On Fri, Oct 24, 2008 at 03:05:33PM +0200, Albe Laurenz wrote:
> Ludwig Kniprath wrote:
> > I want to know, which river is running through communities
> > 1,2,3 *and* 4?
> > You can see the solution by just looking at the data above (only
> > "river_1" is running through all these countries), but how to
> > query this by sql?
>
> SELECT r.r_name FROM rivers AS r
> JOIN join-table j1 ON (r.r_id = j1.mn_2_r_id)
> JOIN join-table j2 ON (r.r_id = j2.mn_2_r_id)
> JOIN join-table j3 ON (r.r_id = j3.mn_2_r_id)
> JOIN join-table j4 ON (r.r_id = j4.mn_2_r_id)
> WHERE j1.mn_2_c_id = (SELECT c_id FROM communities WHERE c_name = 'community_1')
> AND j2.mn_2_c_id = (SELECT c_id FROM communities WHERE c_name = 'community_2')
> AND j3.mn_2_c_id = (SELECT c_id FROM communities WHERE c_name = 'community_3')
> AND j4.mn_2_c_id = (SELECT c_id FROM communities WHERE c_name = 'community_4')

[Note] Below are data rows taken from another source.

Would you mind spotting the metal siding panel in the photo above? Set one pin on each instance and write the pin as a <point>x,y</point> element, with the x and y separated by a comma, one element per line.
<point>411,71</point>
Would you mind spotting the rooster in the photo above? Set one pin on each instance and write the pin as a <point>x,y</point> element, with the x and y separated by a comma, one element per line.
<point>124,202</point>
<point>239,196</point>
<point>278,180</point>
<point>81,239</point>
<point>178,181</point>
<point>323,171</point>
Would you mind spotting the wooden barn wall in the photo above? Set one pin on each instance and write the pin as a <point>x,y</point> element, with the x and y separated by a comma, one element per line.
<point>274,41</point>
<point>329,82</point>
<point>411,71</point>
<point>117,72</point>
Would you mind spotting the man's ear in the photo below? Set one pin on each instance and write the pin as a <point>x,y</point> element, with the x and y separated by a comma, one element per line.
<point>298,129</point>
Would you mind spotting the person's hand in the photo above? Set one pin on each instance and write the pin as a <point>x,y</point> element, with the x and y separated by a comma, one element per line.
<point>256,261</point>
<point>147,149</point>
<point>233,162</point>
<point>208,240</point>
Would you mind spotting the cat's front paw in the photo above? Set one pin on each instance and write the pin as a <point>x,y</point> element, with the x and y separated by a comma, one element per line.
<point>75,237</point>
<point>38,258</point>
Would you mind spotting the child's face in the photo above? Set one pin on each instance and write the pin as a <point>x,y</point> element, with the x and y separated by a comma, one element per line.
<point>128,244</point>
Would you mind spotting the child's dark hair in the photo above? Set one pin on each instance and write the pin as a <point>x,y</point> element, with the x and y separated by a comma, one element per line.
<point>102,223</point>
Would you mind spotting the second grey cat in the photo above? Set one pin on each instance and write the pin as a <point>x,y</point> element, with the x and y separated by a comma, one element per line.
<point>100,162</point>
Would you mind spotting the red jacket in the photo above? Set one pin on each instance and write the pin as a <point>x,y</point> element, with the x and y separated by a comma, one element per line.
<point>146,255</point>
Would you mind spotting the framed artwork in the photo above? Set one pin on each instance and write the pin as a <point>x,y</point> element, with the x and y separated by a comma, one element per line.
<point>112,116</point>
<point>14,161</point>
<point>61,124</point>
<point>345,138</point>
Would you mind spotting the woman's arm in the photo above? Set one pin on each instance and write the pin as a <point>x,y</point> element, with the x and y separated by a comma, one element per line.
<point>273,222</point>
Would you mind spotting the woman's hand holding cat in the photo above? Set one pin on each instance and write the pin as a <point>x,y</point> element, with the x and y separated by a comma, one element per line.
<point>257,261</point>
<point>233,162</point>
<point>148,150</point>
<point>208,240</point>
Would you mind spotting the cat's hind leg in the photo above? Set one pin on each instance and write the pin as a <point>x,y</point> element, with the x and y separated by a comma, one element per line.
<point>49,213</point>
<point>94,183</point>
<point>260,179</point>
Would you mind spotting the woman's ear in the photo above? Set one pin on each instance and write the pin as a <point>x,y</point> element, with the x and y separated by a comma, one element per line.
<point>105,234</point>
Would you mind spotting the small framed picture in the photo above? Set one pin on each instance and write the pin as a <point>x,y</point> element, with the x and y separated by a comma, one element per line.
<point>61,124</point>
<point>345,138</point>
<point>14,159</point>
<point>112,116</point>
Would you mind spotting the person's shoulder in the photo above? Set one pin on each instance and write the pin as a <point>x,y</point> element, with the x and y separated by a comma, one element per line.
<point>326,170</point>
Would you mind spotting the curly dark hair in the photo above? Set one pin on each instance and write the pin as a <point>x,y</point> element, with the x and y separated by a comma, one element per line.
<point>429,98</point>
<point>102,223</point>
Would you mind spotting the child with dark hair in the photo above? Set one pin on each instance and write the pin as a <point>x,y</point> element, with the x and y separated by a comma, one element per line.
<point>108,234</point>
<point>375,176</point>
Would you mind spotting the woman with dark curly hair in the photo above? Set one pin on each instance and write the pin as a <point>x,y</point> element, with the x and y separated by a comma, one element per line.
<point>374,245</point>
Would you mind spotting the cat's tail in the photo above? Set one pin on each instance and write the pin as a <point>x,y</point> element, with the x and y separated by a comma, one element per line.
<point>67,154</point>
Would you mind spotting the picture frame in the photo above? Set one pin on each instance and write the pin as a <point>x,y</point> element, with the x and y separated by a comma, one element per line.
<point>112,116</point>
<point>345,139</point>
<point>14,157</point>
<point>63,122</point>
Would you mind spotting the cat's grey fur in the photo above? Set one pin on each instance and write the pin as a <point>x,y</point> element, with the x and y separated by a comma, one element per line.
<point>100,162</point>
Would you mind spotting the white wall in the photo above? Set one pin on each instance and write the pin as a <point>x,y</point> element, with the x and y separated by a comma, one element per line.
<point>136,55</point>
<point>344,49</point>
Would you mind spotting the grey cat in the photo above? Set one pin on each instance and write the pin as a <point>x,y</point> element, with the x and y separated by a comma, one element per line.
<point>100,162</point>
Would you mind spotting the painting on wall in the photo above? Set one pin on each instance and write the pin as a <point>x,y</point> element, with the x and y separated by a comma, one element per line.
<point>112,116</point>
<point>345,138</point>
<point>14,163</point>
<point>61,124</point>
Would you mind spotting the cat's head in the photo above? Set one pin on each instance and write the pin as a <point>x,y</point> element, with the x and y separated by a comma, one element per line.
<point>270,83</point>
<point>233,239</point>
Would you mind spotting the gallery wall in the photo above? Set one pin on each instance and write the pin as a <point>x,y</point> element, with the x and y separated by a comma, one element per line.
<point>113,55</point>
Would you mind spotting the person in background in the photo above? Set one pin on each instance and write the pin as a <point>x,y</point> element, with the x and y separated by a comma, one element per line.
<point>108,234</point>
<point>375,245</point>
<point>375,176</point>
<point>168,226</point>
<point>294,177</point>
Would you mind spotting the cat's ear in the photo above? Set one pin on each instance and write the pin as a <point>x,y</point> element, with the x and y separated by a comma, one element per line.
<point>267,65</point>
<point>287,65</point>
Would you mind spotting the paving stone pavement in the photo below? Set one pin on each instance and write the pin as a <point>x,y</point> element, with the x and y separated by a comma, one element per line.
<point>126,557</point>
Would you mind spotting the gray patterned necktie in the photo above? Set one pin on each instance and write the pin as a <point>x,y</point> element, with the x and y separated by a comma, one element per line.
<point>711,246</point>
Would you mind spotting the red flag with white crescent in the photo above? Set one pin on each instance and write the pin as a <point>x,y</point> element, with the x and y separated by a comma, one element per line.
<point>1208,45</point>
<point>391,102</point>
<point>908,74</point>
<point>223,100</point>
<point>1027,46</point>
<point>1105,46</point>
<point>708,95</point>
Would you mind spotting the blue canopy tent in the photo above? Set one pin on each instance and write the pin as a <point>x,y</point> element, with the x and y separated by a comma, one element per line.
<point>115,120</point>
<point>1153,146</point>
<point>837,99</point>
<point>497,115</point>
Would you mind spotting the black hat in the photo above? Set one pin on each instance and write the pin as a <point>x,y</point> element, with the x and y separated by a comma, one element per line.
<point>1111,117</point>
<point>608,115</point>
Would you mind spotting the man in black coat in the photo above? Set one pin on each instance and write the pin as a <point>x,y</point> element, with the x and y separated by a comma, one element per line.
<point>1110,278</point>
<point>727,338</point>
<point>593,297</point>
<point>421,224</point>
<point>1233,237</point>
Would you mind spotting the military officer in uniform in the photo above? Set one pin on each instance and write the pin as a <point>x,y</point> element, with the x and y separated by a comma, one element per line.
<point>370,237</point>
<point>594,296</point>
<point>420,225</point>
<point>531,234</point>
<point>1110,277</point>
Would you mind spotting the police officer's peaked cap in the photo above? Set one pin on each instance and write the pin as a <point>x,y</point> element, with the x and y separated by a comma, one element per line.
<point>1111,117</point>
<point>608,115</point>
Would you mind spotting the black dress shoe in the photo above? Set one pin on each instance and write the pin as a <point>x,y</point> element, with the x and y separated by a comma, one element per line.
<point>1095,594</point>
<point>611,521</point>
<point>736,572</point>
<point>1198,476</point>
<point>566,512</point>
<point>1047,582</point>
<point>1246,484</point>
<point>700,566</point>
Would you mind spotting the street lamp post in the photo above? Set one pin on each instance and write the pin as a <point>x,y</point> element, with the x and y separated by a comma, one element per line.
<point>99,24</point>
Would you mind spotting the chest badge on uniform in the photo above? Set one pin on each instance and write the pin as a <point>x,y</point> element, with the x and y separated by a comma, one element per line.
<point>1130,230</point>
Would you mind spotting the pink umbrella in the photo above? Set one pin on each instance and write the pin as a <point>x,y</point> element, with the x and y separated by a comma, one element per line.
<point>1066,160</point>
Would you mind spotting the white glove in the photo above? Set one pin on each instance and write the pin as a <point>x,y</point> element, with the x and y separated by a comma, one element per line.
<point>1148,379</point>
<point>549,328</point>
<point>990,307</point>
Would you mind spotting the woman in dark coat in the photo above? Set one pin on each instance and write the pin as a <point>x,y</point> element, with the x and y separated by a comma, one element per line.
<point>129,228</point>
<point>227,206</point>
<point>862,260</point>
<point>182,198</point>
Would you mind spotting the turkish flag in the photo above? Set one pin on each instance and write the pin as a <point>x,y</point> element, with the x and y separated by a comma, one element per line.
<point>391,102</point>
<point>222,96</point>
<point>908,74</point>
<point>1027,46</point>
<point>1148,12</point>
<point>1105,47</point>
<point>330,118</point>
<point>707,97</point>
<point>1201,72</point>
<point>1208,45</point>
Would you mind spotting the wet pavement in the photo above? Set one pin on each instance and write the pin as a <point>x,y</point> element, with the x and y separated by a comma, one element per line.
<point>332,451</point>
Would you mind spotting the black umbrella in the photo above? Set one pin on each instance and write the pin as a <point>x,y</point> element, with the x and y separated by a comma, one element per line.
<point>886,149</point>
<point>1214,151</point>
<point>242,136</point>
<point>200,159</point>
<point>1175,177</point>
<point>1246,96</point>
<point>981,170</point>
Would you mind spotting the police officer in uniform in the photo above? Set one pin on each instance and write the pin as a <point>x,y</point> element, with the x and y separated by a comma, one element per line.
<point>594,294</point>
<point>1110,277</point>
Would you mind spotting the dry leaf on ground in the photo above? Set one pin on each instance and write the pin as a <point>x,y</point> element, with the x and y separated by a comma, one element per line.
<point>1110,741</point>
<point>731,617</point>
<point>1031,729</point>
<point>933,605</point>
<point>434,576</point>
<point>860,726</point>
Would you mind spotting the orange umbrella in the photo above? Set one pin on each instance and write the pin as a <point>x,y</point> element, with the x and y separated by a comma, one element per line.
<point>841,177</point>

An alternative would be to move the work into the aggregation stage:
SELECT r.r_id
FROM rivers r, communities c, "join-table" j
WHERE r.r_id = j.mn_2_r_id
AND c.c_id = j.mn_2_c_id
GROUP BY r.r_id
HAVING bool_or(c.name = 'community_1')
AND bool_or(c.name = 'community_2')
AND bool_or(c.name = 'community_3')
AND bool_or(c.name = 'community_4')
AND bool_or(c.name = 'community_5');
You may need to put a "c.name IN ('community_1', 'community_2'"...
expression into the WHERE clause to give the planner some traction to
optimize things, but it's not needed for correctness.